Investing in civic infrastructure—e.g., parks, libraries, town centers, fairgrounds etc. These spaces allow people to meet up, have fun, and identify problems to solve and opportunities to pursue together. They enable the habits of membership and agency that sustain communities to take root. The Trust for Civic Life (which, full disclosure, I have served as an advisor) provides a refreshing example of far-sighted national funders figuring out how to support civic hubs serving rural and small town America, including many community foundations. More of their peer institutions should follow their lead.
3) Nurture Civic Culture
Many national funders are inclined to equate democracy with (and reduce it to) voting in our congressional and presidential elections. Voting is an important but relatively small part of citizenship in a democracy. We vote on election day, yet we hold and must honorably discharge the office of citizen every day of the year.
The work we need your institutions to do is cultivating a healthy civic culture that helps citizens in your communities play their part. What do I mean by civic culture? The American Academy of Arts and Sciences recently put out an excellent report on the topic that defines it as “the set of norms, values, narratives, habits, and rituals that shape how we live together and govern ourselves in our diverse democracy.”
I like how this definition underscores that self-government in a pluralistic society is challenging. There is no getting around this. The report lays out a number of ways to fortify civic culture, from hosting civic celebrations and boosting community service to developing narratives of common purpose and rooting work in shared local affinities. These are all good things that community foundations can help catalyze.
To be sure, civic culture needs to be built – and will vary – community by community. What works in Philadelphia will differ from Pittsburgh, and the same goes for Erie and Scranton. Each community needs stewards like you to cultivate a healthy civic culture in ways that are grounded in your local contexts.
R&D+ Reflective Practice
One of the greatest strengths of your institutions is your inherent ability and inclination to learn from each other. With 35 community foundations in Pennsylvania and 900 nationwide, innovation is happening everywhere. You have hundreds of test kitchens to draw upon in developing your own unique recipes for civic renewal.
A friend of mine, a stellar community foundation leader in her own right, calls this approach “R&D+" which she explained means “rip-off and duplicate–only make it better!” See what works in another part of the Commonwealth—or for that matter another part of the country. Then adapt and improve it in the part that you serve.

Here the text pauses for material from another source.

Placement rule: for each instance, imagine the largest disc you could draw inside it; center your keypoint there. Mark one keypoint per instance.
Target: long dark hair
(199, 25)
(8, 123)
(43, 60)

This requires reflective practice. You are doing difficult work in polarizing communities with rapidly shifting funding flows. There is no polished blueprint. The only way forward is to experiment, learn, course correct, share—and repeat.
Key Takeaways
National philanthropy cannot pull democracy out of the ditch. Renewal must come from the ground up. Community foundations—rooted in place, more apt to be trusted by neighbors, capable of forming citizens and revitalizing civic culture—are uniquely positioned to lead this work.
Keep it local. Turn residents into members and leaders. Focus on civic culture, and democracy will take care of itself. Learn from one another. Be reflective practitioners.
By taking these steps, you will not only strengthen your communities but also help lead the bottom up civic renewal on which the fate of democracy in America ultimately depends.



Beautiful and thought-provoking piece. I hope you will offer a future take about what you see as the role of national funders. There's an increasing concentration of wealth in a small group of foundations, and many have not articulated how they plan to change course in the face of current events. I'd love your take on how they can feed into the future you paint here.